Osteospermum burttianum

Scientific classification
- Kingdom: Plantae
- Clade: Tracheophytes
- Clade: Angiosperms
- Clade: Eudicots
- Clade: Asterids
- Order: Asterales
- Family: Asteraceae
- Genus: Osteospermum
- Species: O. burttianum
- Binomial name: Osteospermum burttianum B.Nord.

= Osteospermum burttianum =

- Genus: Osteospermum
- Species: burttianum
- Authority: B.Nord.

South African plant species

Osteospermum burttianum is a species of plant from South Africa.

== Description ==

=== Growthform ===
This shrublet is densely leafy and hairless. It grows up to 1 m tall.

=== Leaves ===
The hairless leaves are attached directly to the stems and are alternately arranged. They have a distinct midrib and the margins are either finely toothed or rough with small, brownish hairs. They have a leathery texture.

=== Flowers ===
Flowers are most common between December and May. Flowers may, however, be present until August. They are yellow in colour. They grow in solitary capitula and are heterogamous. They grow on stalks that are 3-10 cm long with 1-3 bract-like leaves.

The involucre has a diameter of 10-15 mm and is made of 8-13 narrow bracts. They have short. dark-tipped glandular hairs and net-like veination.

The ray florets are female. There are 8-11 of them per flowerhead. The tube lobes are somewhat oval shaped and crested at the tips. They lack a midvein. The ovary is a narrow hairless and two-veined oblong. In the male florets, the stamen are 2 mm long. The style is sterile and tipped with a cone surrounded by a fringe of short hairs.

=== Fruit and seeds ===
This plant produces obscurely ribbed achenes (dry fruit containing a single seed) They are 5-7 mm long.

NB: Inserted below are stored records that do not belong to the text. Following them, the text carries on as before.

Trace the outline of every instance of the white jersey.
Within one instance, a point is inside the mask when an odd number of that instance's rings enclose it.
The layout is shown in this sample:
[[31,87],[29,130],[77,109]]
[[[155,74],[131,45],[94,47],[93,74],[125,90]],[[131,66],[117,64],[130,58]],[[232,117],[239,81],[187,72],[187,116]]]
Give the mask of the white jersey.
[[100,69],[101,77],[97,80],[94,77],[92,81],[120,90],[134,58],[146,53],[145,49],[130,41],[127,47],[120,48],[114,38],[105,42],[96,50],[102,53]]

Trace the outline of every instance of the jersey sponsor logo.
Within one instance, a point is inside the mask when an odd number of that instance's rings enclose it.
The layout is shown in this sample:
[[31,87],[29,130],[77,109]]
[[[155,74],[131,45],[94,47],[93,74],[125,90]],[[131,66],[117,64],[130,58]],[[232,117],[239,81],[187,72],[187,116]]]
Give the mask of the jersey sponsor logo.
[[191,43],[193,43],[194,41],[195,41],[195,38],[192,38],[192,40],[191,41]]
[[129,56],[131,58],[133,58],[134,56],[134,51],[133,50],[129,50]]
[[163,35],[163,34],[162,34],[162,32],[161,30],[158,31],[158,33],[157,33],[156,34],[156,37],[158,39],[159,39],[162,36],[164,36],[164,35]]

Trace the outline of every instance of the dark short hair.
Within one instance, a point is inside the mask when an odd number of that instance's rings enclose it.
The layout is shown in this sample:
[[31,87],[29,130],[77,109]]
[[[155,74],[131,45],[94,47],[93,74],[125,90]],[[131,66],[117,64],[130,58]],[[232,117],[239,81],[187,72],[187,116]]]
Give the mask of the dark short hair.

== Distribution and habitat ==
This species is endemic to the Langeberg Mountains in the Western Cape of South Africa. It has a range of less than 500 km2, in which two populations occur. It prefers steep rocky sandstone slopes. It is found on south facing slopes at an altitude of over 1000 m.

== Etymology ==
This species is named after B.L. (Bill) Burtt in honour of his contributions to the knowledge of South African phytogeography and the family Asteraceae.

== Conservation ==
While Osteospermum burttianum does not currently experience any threats, its small range means that it is currently classified as rare by the South African National Biodiversity Institute.